Jednak znacznie groźniejsze z punktu widzenia projektu europejskiego było to, co gość z Berlina powtórzył w kontekście proponowanej przez niego pseudoreformy Unii Europejskiej. Pseudo – bo UE zasługuje na reformę dogłębną, ale zupełnie w innym kierunku niż to, co w niemieckim interesie proponuje szef rządu RFN. Wyrzucenie weta na śmietnik – wprowadzonego kiedyś przez Francję w kontekście Common Agriculture Policy (CAP) –Wspólnej Polityki Rolnej – jest bardzo niebezpiecznym precedensem.

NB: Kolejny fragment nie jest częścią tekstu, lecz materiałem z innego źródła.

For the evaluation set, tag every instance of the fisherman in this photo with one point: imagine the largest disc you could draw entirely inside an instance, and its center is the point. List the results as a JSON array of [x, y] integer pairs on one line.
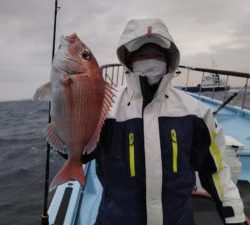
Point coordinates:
[[155, 138]]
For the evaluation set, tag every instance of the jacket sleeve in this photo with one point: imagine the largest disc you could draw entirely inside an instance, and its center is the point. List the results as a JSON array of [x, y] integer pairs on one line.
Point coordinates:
[[214, 173]]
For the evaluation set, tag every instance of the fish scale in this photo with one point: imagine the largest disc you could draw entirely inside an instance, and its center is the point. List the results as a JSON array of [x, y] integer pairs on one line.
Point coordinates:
[[80, 100]]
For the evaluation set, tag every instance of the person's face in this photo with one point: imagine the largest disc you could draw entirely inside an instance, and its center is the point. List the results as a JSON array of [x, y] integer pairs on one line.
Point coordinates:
[[148, 52]]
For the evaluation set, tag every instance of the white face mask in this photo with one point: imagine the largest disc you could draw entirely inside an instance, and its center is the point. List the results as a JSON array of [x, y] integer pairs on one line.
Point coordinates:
[[153, 69]]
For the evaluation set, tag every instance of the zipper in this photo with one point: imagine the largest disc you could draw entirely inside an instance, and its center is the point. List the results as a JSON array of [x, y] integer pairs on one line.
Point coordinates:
[[175, 150], [131, 139]]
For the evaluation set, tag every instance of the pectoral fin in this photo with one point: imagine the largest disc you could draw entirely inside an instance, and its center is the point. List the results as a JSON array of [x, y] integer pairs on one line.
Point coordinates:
[[54, 139], [43, 93], [107, 102]]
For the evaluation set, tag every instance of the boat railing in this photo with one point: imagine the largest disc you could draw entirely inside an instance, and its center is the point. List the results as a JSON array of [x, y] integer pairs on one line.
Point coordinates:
[[234, 82]]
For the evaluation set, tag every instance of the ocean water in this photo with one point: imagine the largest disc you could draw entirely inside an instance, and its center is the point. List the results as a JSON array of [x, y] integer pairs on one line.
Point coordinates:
[[22, 161]]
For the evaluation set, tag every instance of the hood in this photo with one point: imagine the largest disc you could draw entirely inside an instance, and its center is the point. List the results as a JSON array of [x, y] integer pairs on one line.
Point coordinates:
[[141, 31]]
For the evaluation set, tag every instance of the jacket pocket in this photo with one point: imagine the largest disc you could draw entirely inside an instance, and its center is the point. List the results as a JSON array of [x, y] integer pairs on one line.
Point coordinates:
[[174, 142], [131, 139]]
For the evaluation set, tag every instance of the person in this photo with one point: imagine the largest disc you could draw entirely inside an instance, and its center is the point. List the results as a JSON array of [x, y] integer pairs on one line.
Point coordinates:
[[155, 138]]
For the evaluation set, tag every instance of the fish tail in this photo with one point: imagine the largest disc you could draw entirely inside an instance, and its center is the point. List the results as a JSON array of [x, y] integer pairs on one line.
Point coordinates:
[[70, 171]]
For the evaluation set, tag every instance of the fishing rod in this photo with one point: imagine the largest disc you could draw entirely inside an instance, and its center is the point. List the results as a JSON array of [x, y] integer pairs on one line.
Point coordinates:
[[228, 100], [45, 216]]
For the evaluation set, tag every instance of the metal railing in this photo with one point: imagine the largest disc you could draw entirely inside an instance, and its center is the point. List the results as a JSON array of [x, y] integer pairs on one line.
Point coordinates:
[[234, 82]]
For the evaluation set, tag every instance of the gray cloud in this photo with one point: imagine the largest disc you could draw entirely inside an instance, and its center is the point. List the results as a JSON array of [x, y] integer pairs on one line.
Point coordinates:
[[203, 30]]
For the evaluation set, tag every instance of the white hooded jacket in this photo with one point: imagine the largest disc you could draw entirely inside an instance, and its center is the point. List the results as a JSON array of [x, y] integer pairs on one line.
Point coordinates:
[[161, 144]]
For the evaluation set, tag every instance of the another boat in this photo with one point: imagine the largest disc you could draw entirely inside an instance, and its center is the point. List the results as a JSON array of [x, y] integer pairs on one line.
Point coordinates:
[[76, 205]]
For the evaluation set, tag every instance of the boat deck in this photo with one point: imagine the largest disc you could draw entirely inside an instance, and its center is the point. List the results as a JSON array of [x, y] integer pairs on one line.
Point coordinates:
[[205, 211], [235, 123]]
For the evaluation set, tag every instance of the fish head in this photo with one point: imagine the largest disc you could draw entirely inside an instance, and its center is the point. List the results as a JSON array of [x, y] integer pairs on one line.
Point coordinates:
[[74, 57]]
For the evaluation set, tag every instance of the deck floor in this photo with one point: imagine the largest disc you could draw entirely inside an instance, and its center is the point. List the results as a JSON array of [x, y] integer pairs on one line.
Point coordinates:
[[205, 210]]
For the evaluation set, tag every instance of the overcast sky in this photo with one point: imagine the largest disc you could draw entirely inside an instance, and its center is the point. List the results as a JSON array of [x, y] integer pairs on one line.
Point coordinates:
[[204, 31]]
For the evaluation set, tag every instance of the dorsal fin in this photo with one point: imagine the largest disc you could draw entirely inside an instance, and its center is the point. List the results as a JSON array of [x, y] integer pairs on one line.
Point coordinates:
[[43, 93], [107, 102]]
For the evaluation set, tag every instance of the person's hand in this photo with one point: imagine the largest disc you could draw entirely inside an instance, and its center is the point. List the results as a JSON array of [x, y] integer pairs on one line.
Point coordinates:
[[244, 223]]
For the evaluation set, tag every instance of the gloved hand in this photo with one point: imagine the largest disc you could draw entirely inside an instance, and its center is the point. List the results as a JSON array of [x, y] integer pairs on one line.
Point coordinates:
[[244, 223]]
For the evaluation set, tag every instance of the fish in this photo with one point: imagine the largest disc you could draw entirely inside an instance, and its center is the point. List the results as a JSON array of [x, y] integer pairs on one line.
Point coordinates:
[[80, 101]]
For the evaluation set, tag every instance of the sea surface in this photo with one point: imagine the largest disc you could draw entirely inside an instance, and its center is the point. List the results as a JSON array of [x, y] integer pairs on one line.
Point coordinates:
[[22, 160]]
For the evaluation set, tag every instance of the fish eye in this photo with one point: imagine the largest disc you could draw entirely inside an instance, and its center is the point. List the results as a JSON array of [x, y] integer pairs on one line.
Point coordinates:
[[86, 54]]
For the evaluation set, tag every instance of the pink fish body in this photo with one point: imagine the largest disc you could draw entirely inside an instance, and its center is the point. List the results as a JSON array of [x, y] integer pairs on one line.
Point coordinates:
[[80, 101]]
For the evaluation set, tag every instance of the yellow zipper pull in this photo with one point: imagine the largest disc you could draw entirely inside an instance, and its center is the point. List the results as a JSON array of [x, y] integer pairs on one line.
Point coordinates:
[[132, 154], [175, 149]]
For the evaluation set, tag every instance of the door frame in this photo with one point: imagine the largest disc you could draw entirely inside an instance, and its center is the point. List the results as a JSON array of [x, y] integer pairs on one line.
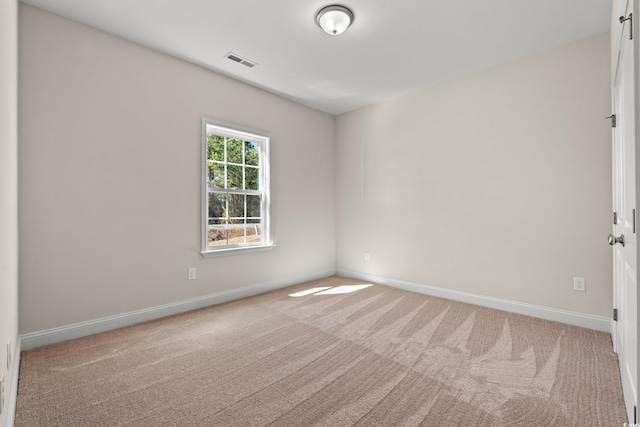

Na razie chodzi o , kluczową skądinąd, sferę polityki zagranicznej i bezpieczeństwa, ale jak mówi stare polskie powiedzenie „od rzemyczka do koziczka”…Zastąpienie zasady jednomyślności formułą, gdzie o strategicznych decyzjach dotyczących Unii decydować będzie nie 27 państw członkowskich tylko 15, jest zdecydowanie negatywnym przełomem. Jednak Berlin, żeby zabezpieczyć swoje, interesy, a także interesy innych największych państw UE – aby i one popierały propozycję niemiecką – proponuje tzw. kwalifikowaną większość czyli nie tylko 15 z 27 krajów, ale również owa „15” musi mieć łącznie prawie dwie trzecie – a dokładnie 65%- populacji wszystkich państw UE.
O obecnej Unii i o tej, która mgławicowo wyłania się z projektu Scholza, można powiedzieć słowami znanego pisarza ,urodzonego w polskiej rodzinie Janowskich (herbu Jastrzębiec), który jednak pisał po rosyjsku – Mikołaja Gogola: „Stare jeszcze nie umarło, nowe jeszcze się nie narodziło – ale jedno i drugie zagraża żyjącym”.